Some Kennedy books claim a rekindling of romance and intimacy between Jack and Jackie after the stillbirth of son Patrick early in 1963, suggesting a better marriage lay ahead. Bedell Smith cuts against this view:
Sally Bedell Smith. In addition to the Kennedys and William Paley, she has written several bios of British royals. For the last 20 years, she has been a contributing editor at Vanity Fair. Image from https://www.vanityfair.com/culture/2012/01/QA-Sally-Bedell-Smith-on-Her-New-Book-iElizabeth-the-Queeni.
Jack and Jackie may have reached a new level of what she described as “understanding, respect, and affection,” but they were apart two-thirds of the time in September, October, and November – forty-two out of sixty-three days. (The previous year they had been away from each other during the same period less than half of the time, and in 1961 less than a quarter of the time.)
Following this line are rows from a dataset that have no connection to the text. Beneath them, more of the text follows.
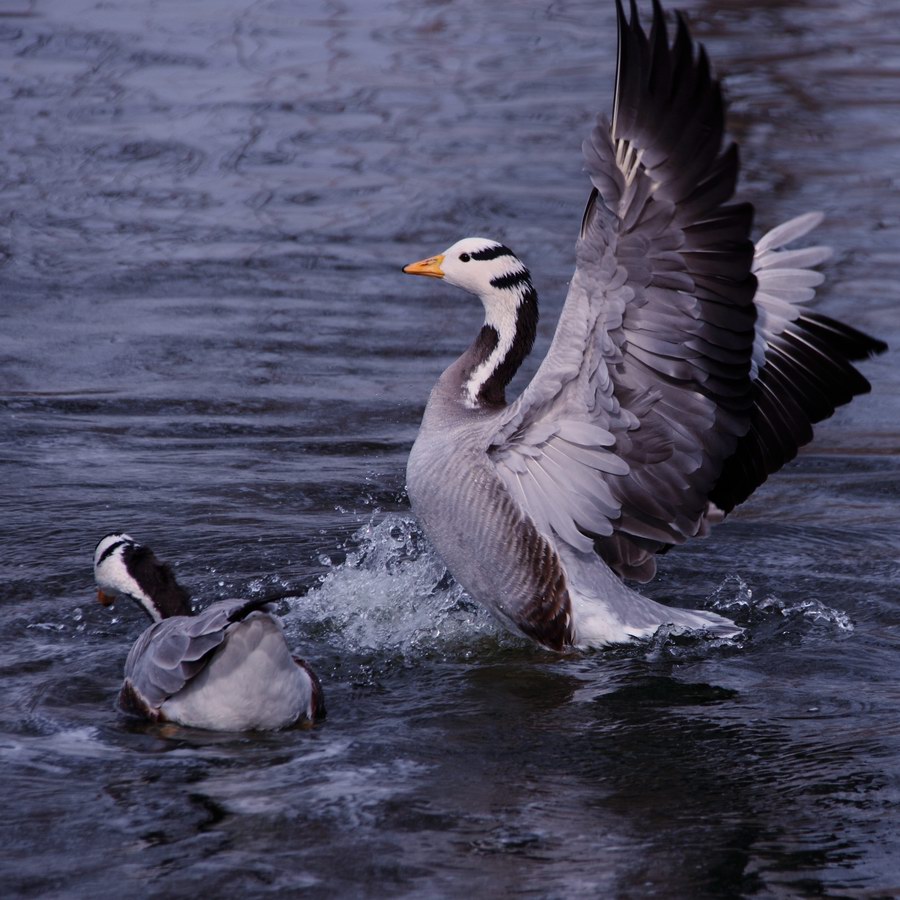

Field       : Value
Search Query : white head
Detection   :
[403,237,531,298]
[94,533,191,622]
[403,237,538,408]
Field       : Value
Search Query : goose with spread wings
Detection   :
[404,0,885,651]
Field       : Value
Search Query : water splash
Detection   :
[286,514,522,658]
[707,575,853,634]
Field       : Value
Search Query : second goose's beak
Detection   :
[403,253,444,278]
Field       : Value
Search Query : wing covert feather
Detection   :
[491,3,755,579]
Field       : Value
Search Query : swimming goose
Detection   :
[94,534,325,731]
[403,0,885,651]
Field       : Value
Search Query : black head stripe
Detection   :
[469,244,515,262]
[491,269,531,289]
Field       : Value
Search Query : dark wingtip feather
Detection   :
[709,312,887,513]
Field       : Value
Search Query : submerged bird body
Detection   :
[404,3,884,650]
[94,534,325,731]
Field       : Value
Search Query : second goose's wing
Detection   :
[490,2,756,580]
[123,598,267,713]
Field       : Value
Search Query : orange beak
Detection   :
[403,253,444,278]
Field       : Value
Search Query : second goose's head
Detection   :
[94,533,191,622]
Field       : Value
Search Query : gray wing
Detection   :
[125,599,265,710]
[490,0,886,580]
[491,3,756,579]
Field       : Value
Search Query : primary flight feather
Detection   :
[404,0,885,650]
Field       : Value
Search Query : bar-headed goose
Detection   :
[94,534,325,731]
[404,0,885,650]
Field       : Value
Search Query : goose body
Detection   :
[94,534,325,731]
[404,2,885,651]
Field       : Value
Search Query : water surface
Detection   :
[0,0,900,898]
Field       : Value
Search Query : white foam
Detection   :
[286,514,515,656]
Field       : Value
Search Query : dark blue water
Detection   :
[0,0,900,898]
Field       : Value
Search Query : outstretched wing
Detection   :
[125,598,269,711]
[490,0,886,580]
[491,2,756,579]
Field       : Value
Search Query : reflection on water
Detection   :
[0,0,900,897]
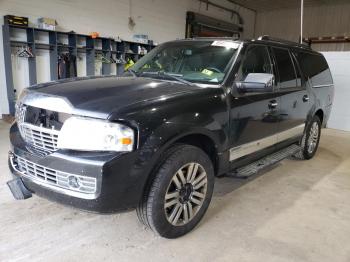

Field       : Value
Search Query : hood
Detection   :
[24,74,200,119]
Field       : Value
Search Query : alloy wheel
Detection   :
[164,162,208,226]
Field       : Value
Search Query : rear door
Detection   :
[271,47,311,145]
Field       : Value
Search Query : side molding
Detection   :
[230,124,305,161]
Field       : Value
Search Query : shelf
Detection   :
[2,24,154,114]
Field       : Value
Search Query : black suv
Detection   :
[8,37,333,238]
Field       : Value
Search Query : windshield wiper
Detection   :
[140,71,193,86]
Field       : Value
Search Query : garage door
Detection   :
[323,52,350,131]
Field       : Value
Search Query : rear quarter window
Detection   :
[295,51,333,87]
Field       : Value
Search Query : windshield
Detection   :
[131,40,240,84]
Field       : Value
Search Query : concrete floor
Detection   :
[0,119,350,262]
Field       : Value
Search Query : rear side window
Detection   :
[295,51,333,87]
[272,48,297,88]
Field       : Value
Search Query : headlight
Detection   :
[57,116,135,152]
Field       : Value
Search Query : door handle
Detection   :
[269,100,278,109]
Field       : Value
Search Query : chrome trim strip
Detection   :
[229,124,305,161]
[19,89,74,114]
[9,153,97,200]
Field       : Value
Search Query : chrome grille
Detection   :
[16,104,59,154]
[11,155,96,194]
[19,123,59,153]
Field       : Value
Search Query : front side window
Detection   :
[131,40,240,84]
[295,51,333,86]
[272,48,297,88]
[235,45,273,82]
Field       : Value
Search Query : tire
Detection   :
[137,145,214,238]
[294,115,321,160]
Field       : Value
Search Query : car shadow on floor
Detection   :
[205,147,342,220]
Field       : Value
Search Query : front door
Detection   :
[229,44,280,168]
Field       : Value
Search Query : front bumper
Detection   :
[9,124,151,213]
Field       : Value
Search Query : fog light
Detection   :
[68,176,80,189]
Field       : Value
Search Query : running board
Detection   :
[227,145,301,178]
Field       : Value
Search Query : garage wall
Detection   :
[255,1,350,51]
[0,0,255,115]
[323,52,350,131]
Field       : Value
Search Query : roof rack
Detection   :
[258,35,311,49]
[186,36,239,41]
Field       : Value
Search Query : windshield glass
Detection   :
[131,40,240,84]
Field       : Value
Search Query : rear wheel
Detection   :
[295,116,321,159]
[137,145,214,238]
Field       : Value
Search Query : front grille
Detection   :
[19,123,59,153]
[11,155,96,194]
[16,104,66,155]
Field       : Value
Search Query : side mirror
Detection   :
[236,73,275,93]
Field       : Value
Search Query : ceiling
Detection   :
[227,0,350,11]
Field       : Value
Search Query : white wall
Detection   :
[255,1,350,51]
[323,52,350,131]
[0,0,255,115]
In fact, the month before Dallas Jack was taking advantage of Jackie’s absence by spending a night at the White House with Mary Meyer, most prominent of his mistresses in Bedell Smith’s telling, whose own murder less than a year later would prompt much conspiracy theorizing.

The real conspiracy was that of presenting a happy marriage to the public, which involved not only husband and wife but a game cast of friends, colleagues, media, and mistresses. Grace And Power does more by its title alone to explain what drove Jack and Jackie’s commitment to one another than anything within its pages.